El año pasado, Maduro fue reelegido en unos comicios que la Organización de Estados Americanos (OEA), con sede en Washington, declaró que no eran válidos al haberse anulado candidaturas opositoras y no cumplir las mínimas garantías de neutralidad. Con todo, Maduro juró el cargo ante el Tribunal Supremo. Ha sido el no reconocimiento internacional de la elección de Maduro lo que se ha interpretado como el vacío de poder que justificaba que el presidente de la Asamblea Nacional, Juan Guaidó, asumiera la presidencia para convocar nuevas elecciones. Guaidó se ha amparado también en la Constitución (art. 233), con lo que ha provocado nuevas disquisiciones jurídicas.

En resumen, en Venezuela, como en España, como en Turquía y en todas partes, gobierno y opositores, todo el mundo se reivindica demócrata y se otorga la legalidad constitucional y todo el mundo tiene argumentos para que puedan ser avalados por los tribunales amigos, pero siempre se acaba imponiendo la razón de la fuerza y no al revés. Si Maduro continúa en el poder será porque los militares se mantienen fieles al régimen, pero si se consolida Guaidó será por el apoyo internacional liderado por Estados Unidos, que acabará disuadiendo a los militares bolivarianos, a los que ya se les ha prometido la amnistía.

Entonces la cuestión es: ¿a qué viene tanta solidaridad y tanto interés por la democracia en Venezuela cuando Donald Trump volverá a abrazarse este mismo mes con el dictador de Corea del Norte y ha sido el principal exculpador del príncipe descuartizador de Arabia Saudí? Seguramente, la respuesta tendrá bastante que ver con el petróleo, el narcotráfico y la influencia cubana en la región. Se puede entender, desde el punto geoestratégico, la influencia de la primera potencia, que ha arrastrado a la mayor parte de los Estados latinoamericanos. Algo más sorprendente es el papel de los Estados europeos exigiendo elecciones e imponiendo ultimátums. Interfieren en los "asuntos internos" de un país que se encuentra a 8.000 kilómetros de París, pero se han inhibido sistemáticamente en conflictos muchos más cercanos, algunos internos de la Unión Europea, entre ellos el conflicto catalán.

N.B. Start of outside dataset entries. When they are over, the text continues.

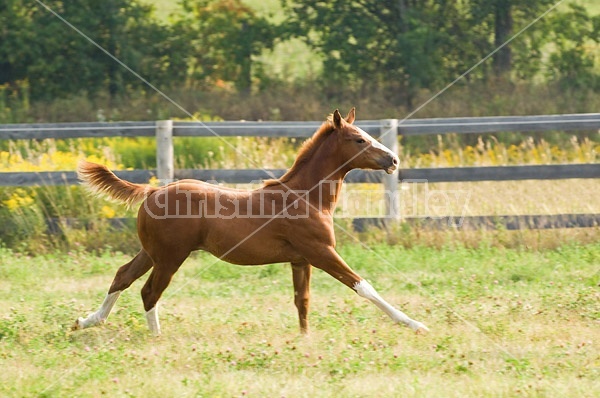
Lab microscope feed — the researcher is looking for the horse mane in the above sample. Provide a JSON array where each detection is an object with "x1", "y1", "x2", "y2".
[{"x1": 263, "y1": 116, "x2": 335, "y2": 187}]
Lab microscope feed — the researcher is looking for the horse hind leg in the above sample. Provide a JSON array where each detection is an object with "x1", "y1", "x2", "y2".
[
  {"x1": 73, "y1": 249, "x2": 153, "y2": 330},
  {"x1": 140, "y1": 251, "x2": 189, "y2": 335}
]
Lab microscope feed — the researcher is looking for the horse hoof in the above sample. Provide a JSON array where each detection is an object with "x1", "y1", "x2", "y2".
[
  {"x1": 411, "y1": 321, "x2": 430, "y2": 334},
  {"x1": 71, "y1": 317, "x2": 84, "y2": 331}
]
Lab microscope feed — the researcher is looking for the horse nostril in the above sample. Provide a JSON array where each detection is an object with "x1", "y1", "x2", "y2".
[{"x1": 392, "y1": 157, "x2": 398, "y2": 166}]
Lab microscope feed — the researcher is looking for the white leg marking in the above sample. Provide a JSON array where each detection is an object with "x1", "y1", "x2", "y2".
[
  {"x1": 353, "y1": 280, "x2": 429, "y2": 332},
  {"x1": 75, "y1": 291, "x2": 121, "y2": 329},
  {"x1": 146, "y1": 306, "x2": 161, "y2": 336}
]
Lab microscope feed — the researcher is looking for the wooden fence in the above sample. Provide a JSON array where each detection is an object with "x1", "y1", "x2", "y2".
[{"x1": 1, "y1": 113, "x2": 599, "y2": 229}]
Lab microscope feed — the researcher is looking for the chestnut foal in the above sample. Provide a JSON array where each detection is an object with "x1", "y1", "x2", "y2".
[{"x1": 73, "y1": 108, "x2": 428, "y2": 335}]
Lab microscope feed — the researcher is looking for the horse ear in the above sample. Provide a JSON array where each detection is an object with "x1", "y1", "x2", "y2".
[
  {"x1": 333, "y1": 109, "x2": 343, "y2": 129},
  {"x1": 345, "y1": 107, "x2": 356, "y2": 124}
]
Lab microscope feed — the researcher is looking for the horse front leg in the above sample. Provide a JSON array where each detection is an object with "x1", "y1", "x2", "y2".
[
  {"x1": 291, "y1": 261, "x2": 312, "y2": 334},
  {"x1": 353, "y1": 279, "x2": 429, "y2": 333},
  {"x1": 301, "y1": 246, "x2": 429, "y2": 333}
]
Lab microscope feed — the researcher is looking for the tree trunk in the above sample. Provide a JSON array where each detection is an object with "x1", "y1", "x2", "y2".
[
  {"x1": 104, "y1": 0, "x2": 120, "y2": 100},
  {"x1": 493, "y1": 0, "x2": 513, "y2": 77},
  {"x1": 236, "y1": 21, "x2": 252, "y2": 95},
  {"x1": 0, "y1": 63, "x2": 12, "y2": 84},
  {"x1": 395, "y1": 0, "x2": 414, "y2": 107}
]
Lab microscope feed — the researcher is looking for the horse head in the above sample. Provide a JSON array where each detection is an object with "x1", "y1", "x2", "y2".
[{"x1": 332, "y1": 108, "x2": 399, "y2": 174}]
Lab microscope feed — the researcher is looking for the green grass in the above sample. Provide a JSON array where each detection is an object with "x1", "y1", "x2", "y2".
[
  {"x1": 568, "y1": 0, "x2": 600, "y2": 15},
  {"x1": 1, "y1": 243, "x2": 598, "y2": 397}
]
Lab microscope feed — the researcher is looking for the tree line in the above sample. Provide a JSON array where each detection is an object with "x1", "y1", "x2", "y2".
[{"x1": 1, "y1": 0, "x2": 599, "y2": 106}]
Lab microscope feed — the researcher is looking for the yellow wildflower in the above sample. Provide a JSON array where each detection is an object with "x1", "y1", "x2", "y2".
[
  {"x1": 100, "y1": 205, "x2": 116, "y2": 219},
  {"x1": 2, "y1": 189, "x2": 35, "y2": 211}
]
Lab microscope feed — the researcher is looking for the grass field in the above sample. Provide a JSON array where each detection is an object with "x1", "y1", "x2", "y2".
[{"x1": 1, "y1": 243, "x2": 598, "y2": 397}]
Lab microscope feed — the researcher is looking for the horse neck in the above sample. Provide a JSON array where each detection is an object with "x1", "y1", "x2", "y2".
[{"x1": 287, "y1": 137, "x2": 350, "y2": 213}]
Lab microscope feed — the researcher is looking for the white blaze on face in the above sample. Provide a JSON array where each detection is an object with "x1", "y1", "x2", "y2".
[{"x1": 356, "y1": 127, "x2": 399, "y2": 162}]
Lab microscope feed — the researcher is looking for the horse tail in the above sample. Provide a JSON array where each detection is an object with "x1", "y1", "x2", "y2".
[{"x1": 77, "y1": 160, "x2": 158, "y2": 208}]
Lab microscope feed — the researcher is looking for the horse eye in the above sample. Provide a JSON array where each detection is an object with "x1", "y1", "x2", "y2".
[{"x1": 356, "y1": 139, "x2": 366, "y2": 144}]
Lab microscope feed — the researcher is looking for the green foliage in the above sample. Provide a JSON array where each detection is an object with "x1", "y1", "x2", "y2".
[
  {"x1": 281, "y1": 0, "x2": 455, "y2": 102},
  {"x1": 0, "y1": 1, "x2": 35, "y2": 85},
  {"x1": 0, "y1": 0, "x2": 188, "y2": 100},
  {"x1": 0, "y1": 185, "x2": 139, "y2": 254},
  {"x1": 1, "y1": 0, "x2": 599, "y2": 112},
  {"x1": 279, "y1": 0, "x2": 600, "y2": 104},
  {"x1": 544, "y1": 4, "x2": 600, "y2": 89},
  {"x1": 178, "y1": 0, "x2": 278, "y2": 93},
  {"x1": 110, "y1": 138, "x2": 157, "y2": 169}
]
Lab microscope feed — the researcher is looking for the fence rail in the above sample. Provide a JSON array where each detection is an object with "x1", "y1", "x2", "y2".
[
  {"x1": 2, "y1": 113, "x2": 599, "y2": 139},
  {"x1": 353, "y1": 213, "x2": 600, "y2": 231},
  {"x1": 43, "y1": 213, "x2": 600, "y2": 235},
  {"x1": 1, "y1": 113, "x2": 599, "y2": 229},
  {"x1": 3, "y1": 164, "x2": 598, "y2": 187}
]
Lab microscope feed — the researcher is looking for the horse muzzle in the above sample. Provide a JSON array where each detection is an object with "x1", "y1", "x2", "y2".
[{"x1": 381, "y1": 154, "x2": 399, "y2": 174}]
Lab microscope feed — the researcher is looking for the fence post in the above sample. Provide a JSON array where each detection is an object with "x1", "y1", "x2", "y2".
[
  {"x1": 156, "y1": 120, "x2": 174, "y2": 183},
  {"x1": 380, "y1": 119, "x2": 400, "y2": 220}
]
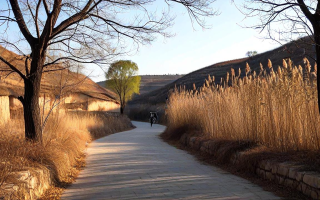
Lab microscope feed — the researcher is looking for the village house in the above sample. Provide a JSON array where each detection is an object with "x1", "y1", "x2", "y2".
[{"x1": 0, "y1": 46, "x2": 120, "y2": 123}]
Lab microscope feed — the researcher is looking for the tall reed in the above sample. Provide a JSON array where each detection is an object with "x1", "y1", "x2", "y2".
[{"x1": 166, "y1": 58, "x2": 320, "y2": 151}]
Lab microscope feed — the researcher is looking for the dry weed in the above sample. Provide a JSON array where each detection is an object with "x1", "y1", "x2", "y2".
[
  {"x1": 0, "y1": 110, "x2": 133, "y2": 198},
  {"x1": 166, "y1": 58, "x2": 320, "y2": 151}
]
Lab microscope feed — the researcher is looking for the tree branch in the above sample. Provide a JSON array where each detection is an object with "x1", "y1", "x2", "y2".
[
  {"x1": 0, "y1": 55, "x2": 26, "y2": 80},
  {"x1": 297, "y1": 0, "x2": 315, "y2": 23},
  {"x1": 8, "y1": 0, "x2": 35, "y2": 45}
]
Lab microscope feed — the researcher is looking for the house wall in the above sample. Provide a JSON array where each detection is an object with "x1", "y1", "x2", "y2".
[
  {"x1": 88, "y1": 100, "x2": 120, "y2": 112},
  {"x1": 39, "y1": 95, "x2": 53, "y2": 111},
  {"x1": 64, "y1": 93, "x2": 88, "y2": 104},
  {"x1": 9, "y1": 96, "x2": 22, "y2": 110},
  {"x1": 9, "y1": 95, "x2": 56, "y2": 112},
  {"x1": 0, "y1": 96, "x2": 10, "y2": 123}
]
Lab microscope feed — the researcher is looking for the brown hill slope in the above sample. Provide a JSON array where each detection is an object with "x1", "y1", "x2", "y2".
[
  {"x1": 97, "y1": 74, "x2": 184, "y2": 94},
  {"x1": 0, "y1": 46, "x2": 118, "y2": 103},
  {"x1": 129, "y1": 37, "x2": 316, "y2": 104}
]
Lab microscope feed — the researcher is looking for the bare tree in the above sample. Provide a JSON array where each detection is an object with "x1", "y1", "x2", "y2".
[
  {"x1": 0, "y1": 0, "x2": 217, "y2": 142},
  {"x1": 238, "y1": 0, "x2": 320, "y2": 113}
]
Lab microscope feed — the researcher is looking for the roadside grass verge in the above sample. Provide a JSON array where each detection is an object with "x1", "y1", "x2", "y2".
[{"x1": 0, "y1": 111, "x2": 133, "y2": 199}]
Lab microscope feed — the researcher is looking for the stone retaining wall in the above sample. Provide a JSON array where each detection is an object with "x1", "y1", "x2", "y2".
[
  {"x1": 179, "y1": 134, "x2": 320, "y2": 200},
  {"x1": 0, "y1": 168, "x2": 51, "y2": 200}
]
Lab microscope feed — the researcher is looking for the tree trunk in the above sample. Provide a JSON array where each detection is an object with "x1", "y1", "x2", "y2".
[
  {"x1": 120, "y1": 106, "x2": 124, "y2": 114},
  {"x1": 23, "y1": 55, "x2": 44, "y2": 142},
  {"x1": 120, "y1": 100, "x2": 125, "y2": 114},
  {"x1": 314, "y1": 26, "x2": 320, "y2": 114}
]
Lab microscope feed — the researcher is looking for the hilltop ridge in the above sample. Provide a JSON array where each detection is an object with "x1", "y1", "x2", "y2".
[{"x1": 129, "y1": 36, "x2": 316, "y2": 104}]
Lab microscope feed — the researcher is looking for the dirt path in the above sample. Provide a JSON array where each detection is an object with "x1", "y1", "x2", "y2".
[{"x1": 61, "y1": 121, "x2": 282, "y2": 200}]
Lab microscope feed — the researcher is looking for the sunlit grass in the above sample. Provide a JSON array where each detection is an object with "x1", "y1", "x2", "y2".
[
  {"x1": 166, "y1": 58, "x2": 320, "y2": 151},
  {"x1": 0, "y1": 111, "x2": 132, "y2": 198}
]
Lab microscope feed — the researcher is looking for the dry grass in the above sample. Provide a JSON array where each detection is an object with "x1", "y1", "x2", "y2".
[
  {"x1": 0, "y1": 110, "x2": 133, "y2": 199},
  {"x1": 166, "y1": 58, "x2": 320, "y2": 152}
]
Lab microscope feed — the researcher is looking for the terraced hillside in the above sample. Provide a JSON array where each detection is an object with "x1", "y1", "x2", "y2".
[
  {"x1": 129, "y1": 37, "x2": 316, "y2": 105},
  {"x1": 97, "y1": 74, "x2": 184, "y2": 94}
]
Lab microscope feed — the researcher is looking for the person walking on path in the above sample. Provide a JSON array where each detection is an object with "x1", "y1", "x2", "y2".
[{"x1": 149, "y1": 112, "x2": 158, "y2": 127}]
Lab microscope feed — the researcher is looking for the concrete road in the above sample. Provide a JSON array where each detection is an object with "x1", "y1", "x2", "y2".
[{"x1": 61, "y1": 121, "x2": 281, "y2": 200}]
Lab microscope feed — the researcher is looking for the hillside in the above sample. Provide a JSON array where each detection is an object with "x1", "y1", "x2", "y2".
[
  {"x1": 129, "y1": 36, "x2": 316, "y2": 104},
  {"x1": 97, "y1": 74, "x2": 184, "y2": 94},
  {"x1": 0, "y1": 45, "x2": 118, "y2": 103}
]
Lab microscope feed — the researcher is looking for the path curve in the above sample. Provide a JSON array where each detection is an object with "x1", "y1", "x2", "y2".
[{"x1": 62, "y1": 121, "x2": 281, "y2": 200}]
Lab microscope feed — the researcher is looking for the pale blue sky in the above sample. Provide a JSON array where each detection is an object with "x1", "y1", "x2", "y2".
[
  {"x1": 87, "y1": 1, "x2": 281, "y2": 82},
  {"x1": 0, "y1": 1, "x2": 281, "y2": 82}
]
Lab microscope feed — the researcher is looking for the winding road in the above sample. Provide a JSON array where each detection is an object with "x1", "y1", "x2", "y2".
[{"x1": 61, "y1": 121, "x2": 281, "y2": 200}]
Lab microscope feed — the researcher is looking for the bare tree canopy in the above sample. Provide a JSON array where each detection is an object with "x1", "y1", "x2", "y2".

Llegados a este punto, confirmamos la conclusión evidente a lo largo de la historia de que para conseguir un objetivo político colectivo son imprescindibles los aliados internacionales. El soberanismo catalán, de momento y que se sepa, no tiene muchos, pero eso no se sabe a ciencia cierta hasta que la crisis revienta de veras, cosa que todavía no ha ocurrido. Cuando Mariano Rajoy visitó a Donald Trump en la Casa Blanca poco antes del referéndum del 1 de octubre, tanto el presidente de Estados Unidos como el departamento de Estado dieron apoyo a la unidad de España, pero se negaron repetidamente a condenar el referéndum catalán como sí hicieron la misma semana con el referéndum kurdo. Incluso Trump dijo delante de Rajoy que "si la gente no vota habrá mucha protesta". Por alguna poderosísima razón la prioridad del Ministerio de Asuntos Exteriores español es neutralizar la tarea de internacionalización del conflicto que llevan a cabo los presidents Puigdemont y Torra, y por eso el ministro Borrell se irritó tanto cuando congresistas de tanto prestigio como John Lewis recibieron al president Torra en el Capitolio. Me dicen que Lewis le dijo a Torra: "No aflojéis".